The Brooklyn Cooperative Federal Credit Union could soon be homeless, after a long and messy eviction brought by its former parent agency, the Ridgewood Bushwick Senior Citizens Council, Inc., a local affordable housing developer.

On Tuesday, a civil court hearing will decide whether Ridgewood Bushwick can oust the credit union in order to move forward with a major rehabilitation of 1475 Myrtle Avenue, already delayed by over a year. The project has a strict deadline of Dec. 2006 for completion, said Scott Short, Ridgewood Bushwick’s deputy housing director. If the credit union doesn’t move out immediately, it could lose its tax credit funding.

“It’s very frustrating that a stubborn group could threaten to undo [this] development,” he said.

Though the credit union has already signed a lease on a new office nearby, that space also requires renovation work, expected to last until December. The credit union has asked Ridgewood Bushwick for an extension and offered to pay market rate rent until its new office is complete.

But that doesn’t change the deadline, said Short. Besides, he added, there’s no guarantee that the credit union will actually have a finished office in December. “As of three weeks ago, they didn’t even have permits,” he said. “There’s no way their space is going to be ready in a month.”

Ridgewood Bushwick took over the building from the city in March 2004. According to Short, it immediately asked the tenants–the credit union and four families–to vacate by July 2004. The families were quickly relocated, but the credit union had trouble finding a new space.
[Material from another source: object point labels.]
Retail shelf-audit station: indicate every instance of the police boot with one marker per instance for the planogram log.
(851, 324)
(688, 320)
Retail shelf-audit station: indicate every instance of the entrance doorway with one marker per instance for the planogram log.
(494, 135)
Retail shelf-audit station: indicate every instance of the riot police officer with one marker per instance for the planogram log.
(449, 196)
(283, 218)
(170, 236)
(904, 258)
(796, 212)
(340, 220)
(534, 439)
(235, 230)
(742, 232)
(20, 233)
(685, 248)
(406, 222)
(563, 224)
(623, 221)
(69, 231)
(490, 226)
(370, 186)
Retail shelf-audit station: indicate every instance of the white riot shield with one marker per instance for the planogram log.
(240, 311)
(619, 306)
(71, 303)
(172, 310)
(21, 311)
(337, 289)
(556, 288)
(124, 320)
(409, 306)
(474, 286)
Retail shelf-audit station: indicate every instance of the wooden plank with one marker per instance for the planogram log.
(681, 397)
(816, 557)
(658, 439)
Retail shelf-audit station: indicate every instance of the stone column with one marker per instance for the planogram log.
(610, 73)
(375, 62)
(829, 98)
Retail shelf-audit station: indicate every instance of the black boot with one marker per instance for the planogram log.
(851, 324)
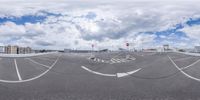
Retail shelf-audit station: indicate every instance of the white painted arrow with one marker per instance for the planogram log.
(119, 75)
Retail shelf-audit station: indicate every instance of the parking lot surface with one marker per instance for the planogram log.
(101, 76)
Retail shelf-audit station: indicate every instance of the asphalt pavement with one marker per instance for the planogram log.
(101, 76)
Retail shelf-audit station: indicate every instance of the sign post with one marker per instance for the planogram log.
(127, 45)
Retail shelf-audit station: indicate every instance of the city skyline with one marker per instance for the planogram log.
(105, 24)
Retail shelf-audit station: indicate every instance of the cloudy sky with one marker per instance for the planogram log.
(77, 24)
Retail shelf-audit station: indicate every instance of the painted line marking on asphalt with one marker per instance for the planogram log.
(98, 73)
(17, 70)
(127, 73)
(189, 76)
(37, 63)
(45, 59)
(180, 59)
(191, 64)
(31, 79)
(118, 75)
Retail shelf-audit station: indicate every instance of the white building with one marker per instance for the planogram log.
(2, 49)
(197, 49)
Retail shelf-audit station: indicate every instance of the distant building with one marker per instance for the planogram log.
(11, 49)
(24, 50)
(2, 49)
(67, 50)
(17, 50)
(197, 49)
(166, 47)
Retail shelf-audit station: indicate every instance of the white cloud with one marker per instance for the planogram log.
(192, 31)
(109, 24)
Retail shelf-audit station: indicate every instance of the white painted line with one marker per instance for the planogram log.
(98, 73)
(31, 79)
(189, 76)
(118, 75)
(180, 59)
(17, 70)
(191, 64)
(45, 59)
(37, 62)
(127, 73)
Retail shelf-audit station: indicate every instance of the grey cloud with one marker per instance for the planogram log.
(44, 43)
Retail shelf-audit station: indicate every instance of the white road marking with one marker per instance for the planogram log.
(37, 62)
(31, 79)
(17, 70)
(118, 75)
(98, 73)
(127, 73)
(180, 59)
(191, 64)
(189, 76)
(45, 59)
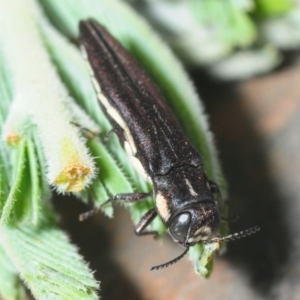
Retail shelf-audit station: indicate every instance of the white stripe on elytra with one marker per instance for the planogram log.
(162, 206)
(129, 144)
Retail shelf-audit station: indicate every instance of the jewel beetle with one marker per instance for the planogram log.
(184, 198)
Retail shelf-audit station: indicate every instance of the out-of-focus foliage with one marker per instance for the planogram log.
(226, 37)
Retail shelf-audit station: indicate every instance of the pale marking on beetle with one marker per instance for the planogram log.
(205, 230)
(96, 85)
(110, 110)
(192, 191)
(139, 168)
(85, 56)
(208, 185)
(162, 206)
(116, 116)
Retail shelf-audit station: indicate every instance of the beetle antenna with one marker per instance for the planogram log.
(233, 236)
(171, 262)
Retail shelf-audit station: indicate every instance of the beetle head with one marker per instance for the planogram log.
(195, 224)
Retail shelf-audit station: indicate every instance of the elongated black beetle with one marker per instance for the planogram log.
(158, 148)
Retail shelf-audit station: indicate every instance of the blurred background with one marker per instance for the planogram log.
(249, 80)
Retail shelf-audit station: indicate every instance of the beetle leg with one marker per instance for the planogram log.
(89, 134)
(129, 197)
(118, 131)
(144, 222)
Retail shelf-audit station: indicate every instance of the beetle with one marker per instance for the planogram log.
(184, 198)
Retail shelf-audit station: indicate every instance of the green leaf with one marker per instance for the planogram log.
(11, 287)
(47, 262)
(18, 174)
(273, 8)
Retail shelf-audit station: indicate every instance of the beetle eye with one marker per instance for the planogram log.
(180, 226)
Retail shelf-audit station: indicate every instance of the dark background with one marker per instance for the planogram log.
(256, 124)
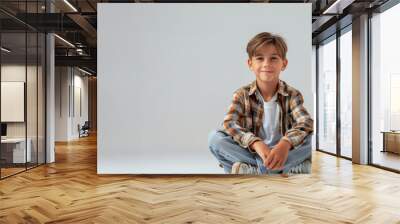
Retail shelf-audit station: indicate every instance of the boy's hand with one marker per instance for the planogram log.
(261, 149)
(278, 156)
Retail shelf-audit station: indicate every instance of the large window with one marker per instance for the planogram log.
(327, 96)
(385, 85)
(345, 93)
(22, 77)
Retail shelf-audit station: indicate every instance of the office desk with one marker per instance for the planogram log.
(391, 141)
(13, 150)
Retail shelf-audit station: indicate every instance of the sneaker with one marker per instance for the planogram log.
(304, 167)
(243, 168)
“We scouted locations and referred them to brokers but they weren’t able to make a deal,” he said. “They weren’t satisfied.”

Jack Lawson, the credit union’s manager and financial officer, recounts a slightly different timeline: He says he didn’t get an official move-out date until August 2004, when the credit union was asked to leave by December of that year. And he disputes the idea that his group was too picky. “Rents are really high and our budget is really small,” he said. “We have a lot of senior citizens and disabled people who needed it to be located close [to the current location].”
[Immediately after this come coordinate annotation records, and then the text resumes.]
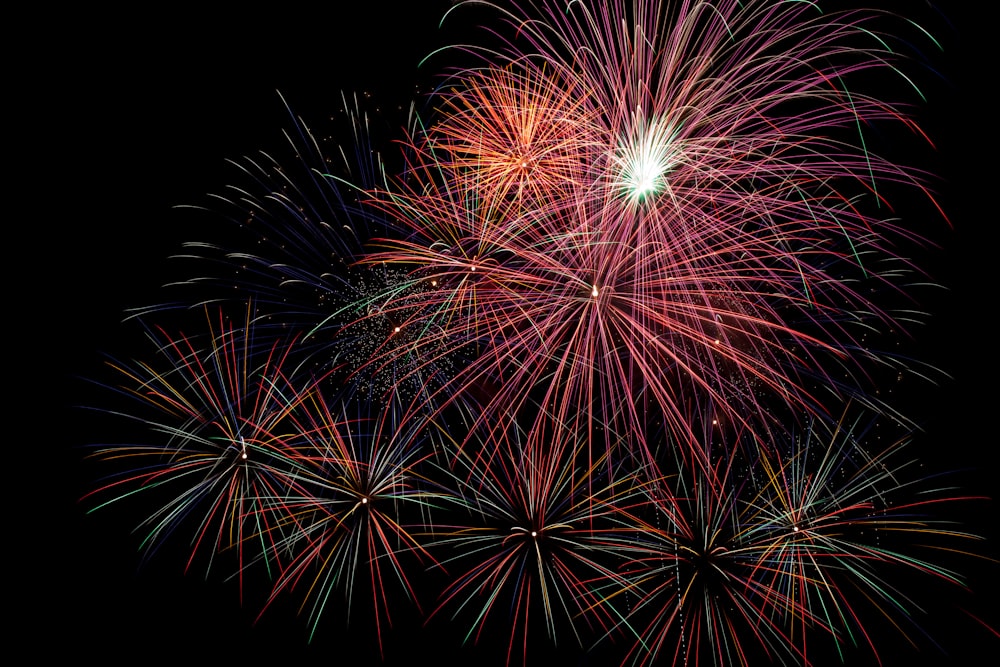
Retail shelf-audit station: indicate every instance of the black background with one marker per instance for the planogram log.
(125, 115)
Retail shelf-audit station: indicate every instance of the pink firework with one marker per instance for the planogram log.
(718, 231)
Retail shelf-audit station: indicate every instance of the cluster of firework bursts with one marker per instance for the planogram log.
(602, 353)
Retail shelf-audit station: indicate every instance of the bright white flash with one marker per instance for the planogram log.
(645, 158)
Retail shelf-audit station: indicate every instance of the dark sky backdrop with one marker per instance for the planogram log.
(134, 114)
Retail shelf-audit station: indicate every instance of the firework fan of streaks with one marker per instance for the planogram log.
(298, 225)
(537, 537)
(725, 239)
(348, 523)
(790, 555)
(513, 136)
(213, 456)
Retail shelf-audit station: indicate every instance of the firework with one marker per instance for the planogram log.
(797, 552)
(213, 455)
(717, 229)
(537, 534)
(345, 523)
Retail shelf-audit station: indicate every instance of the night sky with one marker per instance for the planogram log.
(135, 114)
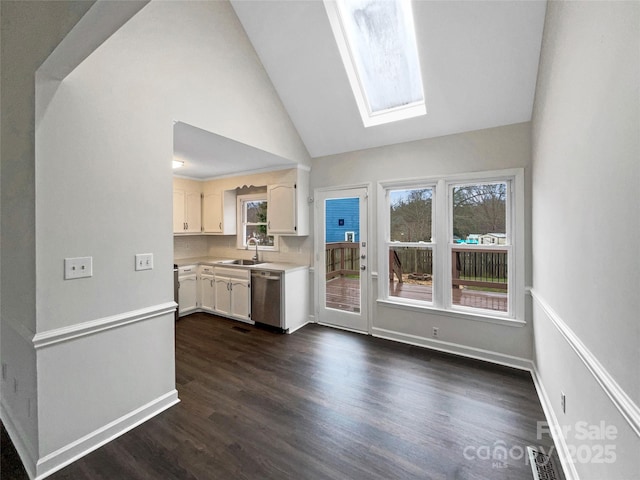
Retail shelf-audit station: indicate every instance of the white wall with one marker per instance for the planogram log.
(586, 222)
(29, 33)
(491, 149)
(102, 188)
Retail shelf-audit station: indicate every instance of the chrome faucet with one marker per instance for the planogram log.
(255, 241)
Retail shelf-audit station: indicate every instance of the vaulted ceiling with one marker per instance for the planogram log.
(479, 67)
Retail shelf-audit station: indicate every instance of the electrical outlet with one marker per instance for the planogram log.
(78, 267)
(144, 261)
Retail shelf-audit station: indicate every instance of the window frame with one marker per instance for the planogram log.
(442, 244)
(388, 244)
(241, 241)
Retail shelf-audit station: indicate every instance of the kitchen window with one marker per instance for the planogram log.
(454, 244)
(252, 221)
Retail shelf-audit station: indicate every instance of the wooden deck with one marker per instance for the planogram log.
(343, 293)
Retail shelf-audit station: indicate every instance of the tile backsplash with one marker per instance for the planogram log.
(190, 246)
(296, 250)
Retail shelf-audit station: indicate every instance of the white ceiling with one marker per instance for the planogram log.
(207, 155)
(479, 68)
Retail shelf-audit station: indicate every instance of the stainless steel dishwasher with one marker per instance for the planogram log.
(266, 297)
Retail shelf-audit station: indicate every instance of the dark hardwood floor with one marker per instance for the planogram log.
(324, 404)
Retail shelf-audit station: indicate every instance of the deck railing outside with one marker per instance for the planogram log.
(479, 268)
(476, 267)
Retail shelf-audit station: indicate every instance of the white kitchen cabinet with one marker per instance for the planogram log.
(187, 207)
(219, 212)
(288, 212)
(207, 293)
(295, 299)
(232, 292)
(187, 290)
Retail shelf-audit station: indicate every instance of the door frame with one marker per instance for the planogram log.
(319, 276)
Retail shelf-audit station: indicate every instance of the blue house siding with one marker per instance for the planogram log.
(341, 215)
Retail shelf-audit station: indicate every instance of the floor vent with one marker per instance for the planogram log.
(541, 465)
(240, 329)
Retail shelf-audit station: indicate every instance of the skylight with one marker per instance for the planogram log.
(377, 42)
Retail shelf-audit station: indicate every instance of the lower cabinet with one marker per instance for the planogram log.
(207, 292)
(187, 290)
(232, 292)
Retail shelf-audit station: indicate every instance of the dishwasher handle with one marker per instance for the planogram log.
(266, 275)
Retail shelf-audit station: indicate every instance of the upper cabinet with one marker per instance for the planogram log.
(187, 206)
(288, 212)
(210, 207)
(219, 211)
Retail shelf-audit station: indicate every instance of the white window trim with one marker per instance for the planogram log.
(442, 218)
(386, 235)
(240, 241)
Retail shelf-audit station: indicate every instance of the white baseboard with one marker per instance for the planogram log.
(625, 405)
(562, 448)
(454, 348)
(25, 450)
(64, 456)
(295, 329)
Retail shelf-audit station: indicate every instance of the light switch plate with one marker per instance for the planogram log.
(144, 261)
(78, 267)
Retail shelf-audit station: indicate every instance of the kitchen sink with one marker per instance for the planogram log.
(243, 261)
Lawson doesn’t fault Ridgewood Bushwick for wanting to vacate the building, but wonders if the groups’ shared history is coming into play. Though the credit union was a project of Ridgewood Bushwick when it was formed in 2000, it severed ties with its former sponsor in 2003. “If they have the power to extend the deadline and they don’t, that sure does feel like retribution,” he said.

Short called that notion “ridiculous.” “It was always our intention and always our hope that the credit union would become financially independent,” he said. “We’re glad that they’re on their own.”